Distorted recording when using overdub

I am using audacity 2.0.2 on a PC running Windows 7 professional (64 bit)
Whenever I go to record something, everything that I record using overdubbing comes out heavily distorted. Recording single tracks is fine but I don’t want to do everything like that because it makes what I record sound unnatural. This problem also occurred in the previous version of audacity that I used (1.3). The equipment that I am using is a Alesis multimix 4 connected to the computer via USB cable. the mixer has a microphone, keyboard, electric drum-kit and acoustic guitar connected to it although I don’t think that they are causing the problem because I have used them in several different orders and configurations and all of them have the problem. it isn’t simply that the gain is set to high because the settings are the same as they were for recording the previous tracks.
Thanks for your time,
Ed

See this topic: https://forum.audacityteam.org/t/mic-to-headphone-latency/26412/1

Thanks for replying but the issue you linked to is dealing with latency. I appreciate that we are using a similar bit of hardware. but our problems are totally different.

Sorry, I should have said, see this post: https://forum.audacityteam.org/t/mic-to-headphone-latency/26412/9
I know that the topic is different, but that specific post is probably relevant.

If it still does not make sense or you don’t see the relevance, please describe in detail what you have plugged into where, what settings you have in the Device Toolbar and precisely how your mixer is set up.

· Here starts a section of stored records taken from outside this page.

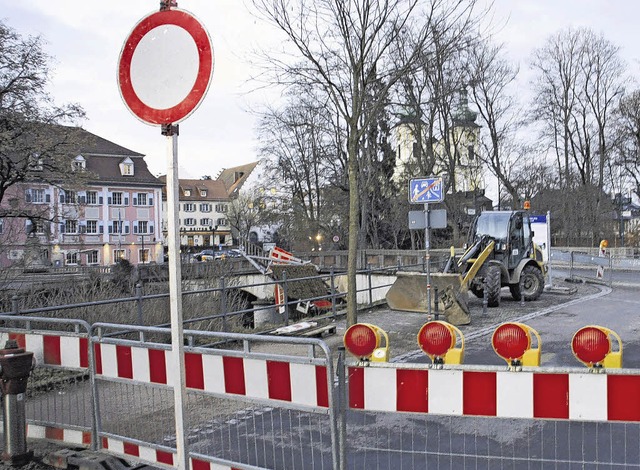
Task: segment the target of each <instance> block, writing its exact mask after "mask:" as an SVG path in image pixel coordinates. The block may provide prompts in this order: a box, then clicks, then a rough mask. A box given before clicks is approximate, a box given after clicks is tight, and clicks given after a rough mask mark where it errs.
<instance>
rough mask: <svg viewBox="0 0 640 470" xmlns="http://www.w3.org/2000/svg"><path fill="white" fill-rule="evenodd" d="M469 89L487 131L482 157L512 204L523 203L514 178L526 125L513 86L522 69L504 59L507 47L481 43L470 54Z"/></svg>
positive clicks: (484, 126)
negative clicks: (503, 189)
mask: <svg viewBox="0 0 640 470" xmlns="http://www.w3.org/2000/svg"><path fill="white" fill-rule="evenodd" d="M468 67H469V88H470V92H471V99H472V101H473V103H474V104H475V106H476V109H477V110H478V112H479V115H480V119H481V120H482V123H483V127H484V128H485V131H484V133H483V135H484V137H483V138H481V141H482V151H481V152H480V154H479V155H478V158H480V159H481V160H482V161H483V162H484V163H485V164H486V165H487V167H488V168H489V171H491V173H493V174H494V175H495V177H496V178H497V179H498V182H499V185H500V186H501V187H502V188H504V190H506V192H507V193H508V194H509V195H510V198H511V200H512V201H517V200H518V199H519V192H518V191H519V190H518V188H517V186H516V185H515V184H514V182H513V181H512V180H511V178H510V173H511V170H512V169H513V166H514V165H515V163H516V162H517V161H518V160H519V158H518V157H519V156H520V155H518V153H517V152H516V150H517V145H516V144H515V142H514V139H515V135H516V132H517V130H518V129H519V128H520V126H521V124H522V122H523V121H522V120H521V119H519V118H518V116H519V115H520V114H521V113H520V110H519V108H518V105H517V101H516V99H515V98H514V97H513V96H512V95H511V93H510V86H511V85H512V84H513V82H514V80H515V79H516V77H517V74H518V68H517V67H515V66H513V65H512V64H511V63H510V62H509V61H507V60H506V59H505V58H504V47H503V46H502V45H499V46H494V45H492V44H490V43H489V42H487V41H484V40H478V41H477V42H476V43H475V45H474V47H471V48H470V51H469V62H468Z"/></svg>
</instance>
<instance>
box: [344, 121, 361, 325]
mask: <svg viewBox="0 0 640 470" xmlns="http://www.w3.org/2000/svg"><path fill="white" fill-rule="evenodd" d="M347 139H348V140H347V153H348V158H349V162H348V170H349V253H348V256H349V259H348V262H347V327H349V326H351V325H354V324H356V323H358V304H357V295H356V294H357V292H356V290H357V284H356V271H357V269H358V238H359V236H358V235H359V228H360V227H359V221H358V219H359V209H360V207H359V199H360V198H359V193H358V137H357V130H356V126H355V125H351V126H350V129H349V136H348V137H347Z"/></svg>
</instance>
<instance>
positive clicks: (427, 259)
mask: <svg viewBox="0 0 640 470" xmlns="http://www.w3.org/2000/svg"><path fill="white" fill-rule="evenodd" d="M424 215H425V220H426V227H425V229H424V249H425V252H426V253H425V257H426V259H427V315H429V317H431V256H430V254H429V249H430V248H431V240H430V238H431V223H430V222H431V221H430V220H429V215H430V214H429V204H425V205H424Z"/></svg>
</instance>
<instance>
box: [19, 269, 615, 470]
mask: <svg viewBox="0 0 640 470" xmlns="http://www.w3.org/2000/svg"><path fill="white" fill-rule="evenodd" d="M602 289H603V287H602V286H599V285H595V284H588V283H572V282H567V281H565V280H563V279H554V284H553V286H552V287H551V288H548V289H547V290H546V291H545V292H544V293H543V295H542V296H541V297H540V298H539V299H538V300H536V301H533V302H525V303H524V304H522V303H521V302H519V301H515V300H513V299H512V298H511V295H510V294H509V290H508V289H503V291H502V301H501V304H500V306H499V307H497V308H487V309H484V308H483V302H482V299H479V298H477V297H475V296H474V295H473V294H469V299H468V300H469V308H470V311H471V323H470V324H469V325H464V326H460V327H459V328H460V330H461V331H462V333H463V335H464V336H465V338H467V337H474V338H477V337H481V336H487V337H490V335H491V334H492V332H493V330H494V329H495V327H497V326H498V325H500V324H501V323H503V322H506V321H519V320H520V319H522V318H523V317H525V318H526V317H527V316H532V315H544V314H545V313H547V312H549V313H550V312H553V311H556V310H557V309H559V308H562V305H563V304H566V303H569V302H571V301H574V300H576V299H580V298H582V297H584V296H588V295H591V294H596V293H598V292H599V291H601V290H602ZM433 313H435V312H433ZM434 317H435V316H434V315H433V314H432V315H431V316H429V315H428V314H427V313H417V312H403V311H394V310H390V309H389V308H387V307H386V306H377V307H372V308H369V309H363V310H360V311H359V312H358V318H357V320H358V322H362V323H371V324H374V325H376V326H378V327H380V328H382V329H383V330H385V331H386V332H387V334H388V335H389V346H390V353H389V356H390V361H391V362H395V361H405V360H409V361H411V358H412V357H416V355H418V354H421V353H420V351H419V346H418V343H417V334H418V331H419V330H420V328H421V326H422V325H424V323H426V322H427V321H429V320H430V319H434ZM440 319H444V318H440ZM307 321H312V322H315V323H317V326H316V327H324V326H326V327H327V328H326V329H325V330H324V331H322V332H320V334H319V335H318V336H319V337H321V338H322V340H323V341H325V342H326V343H327V345H328V346H329V348H330V349H331V350H332V352H334V353H335V351H337V349H338V348H339V347H341V346H342V345H343V339H342V338H343V334H344V332H345V331H346V329H347V326H346V325H347V322H346V318H345V316H344V314H341V315H338V316H337V317H336V318H335V319H331V318H326V317H325V318H316V319H314V318H310V319H307ZM334 327H335V328H334ZM307 330H308V329H307ZM303 331H304V329H302V330H301V332H303ZM253 350H254V351H260V352H267V353H269V352H273V353H274V354H276V353H277V354H279V355H282V354H284V355H286V354H289V353H290V354H301V353H302V354H304V353H305V352H304V351H305V348H300V347H299V346H287V345H282V344H277V345H276V344H264V345H262V344H260V345H254V346H253ZM334 357H335V354H334ZM29 449H30V450H32V451H34V459H33V461H32V462H31V463H29V464H27V465H25V466H23V467H21V468H23V469H26V470H36V469H46V468H51V466H50V465H47V463H46V461H47V456H50V455H51V454H53V453H54V452H56V451H60V450H61V449H65V446H60V445H58V444H56V443H53V442H48V441H44V440H30V441H29ZM70 451H75V450H74V449H70Z"/></svg>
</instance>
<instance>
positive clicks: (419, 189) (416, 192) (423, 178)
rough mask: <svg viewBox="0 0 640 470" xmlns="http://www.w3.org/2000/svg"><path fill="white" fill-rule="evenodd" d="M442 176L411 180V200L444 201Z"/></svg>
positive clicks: (441, 201)
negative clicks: (442, 191)
mask: <svg viewBox="0 0 640 470" xmlns="http://www.w3.org/2000/svg"><path fill="white" fill-rule="evenodd" d="M443 199H444V194H443V192H442V178H441V177H439V176H438V177H431V178H422V179H416V180H411V181H409V202H411V203H414V204H425V203H429V202H442V200H443Z"/></svg>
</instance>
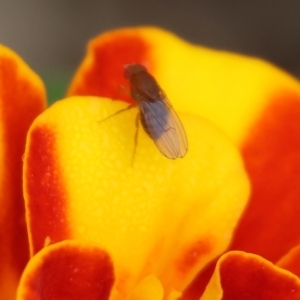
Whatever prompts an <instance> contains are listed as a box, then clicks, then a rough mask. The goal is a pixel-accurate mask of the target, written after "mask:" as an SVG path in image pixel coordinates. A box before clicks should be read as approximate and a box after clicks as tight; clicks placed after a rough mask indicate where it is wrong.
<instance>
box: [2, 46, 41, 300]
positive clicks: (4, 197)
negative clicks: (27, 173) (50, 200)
mask: <svg viewBox="0 0 300 300" xmlns="http://www.w3.org/2000/svg"><path fill="white" fill-rule="evenodd" d="M45 105H46V96H45V88H44V85H43V83H42V82H41V80H40V78H39V77H38V76H37V75H36V74H35V73H34V72H33V71H32V70H31V69H30V68H29V67H28V66H27V65H26V64H25V62H24V61H23V60H21V58H20V57H19V56H18V55H17V54H15V53H14V52H13V51H11V50H10V49H8V48H6V47H4V46H2V45H0V107H1V110H0V113H1V118H0V120H1V122H0V141H1V148H0V166H1V168H0V170H1V171H0V172H1V176H0V178H1V184H0V190H1V196H0V207H1V209H0V236H1V243H0V266H1V267H0V282H1V285H0V294H1V297H2V298H3V299H14V298H15V297H14V294H15V289H16V285H17V282H18V280H19V276H20V274H21V272H22V270H23V268H24V267H25V264H26V262H27V260H28V241H27V232H26V224H25V214H24V203H23V195H22V155H23V153H24V149H25V139H26V134H27V130H28V128H29V126H30V124H31V122H32V121H33V119H34V118H35V117H36V116H37V115H38V114H39V113H41V112H42V110H43V109H44V108H45Z"/></svg>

Basically the Alesis multimix does not seem to be very good for overdub recording with Audacity, but if I know exactly how you have it set up I may be able to help you to get it better than now.

If you like to record YouTube audio or other internet services, you might forget to change your Audacity input back to a physical device and not the internet service. The upshot of that will be multiple recordings of the same thing. Recording track one will give you track one, but recording track two will give you track one and track two. And so on up. If you like to record hot, that will cause high volume overload in rapid order.

Inspect the Windows Control Panels and Audacity Preferences and make sure you’re recording a specific physical device and not Stereo-Mix or WAV-Out.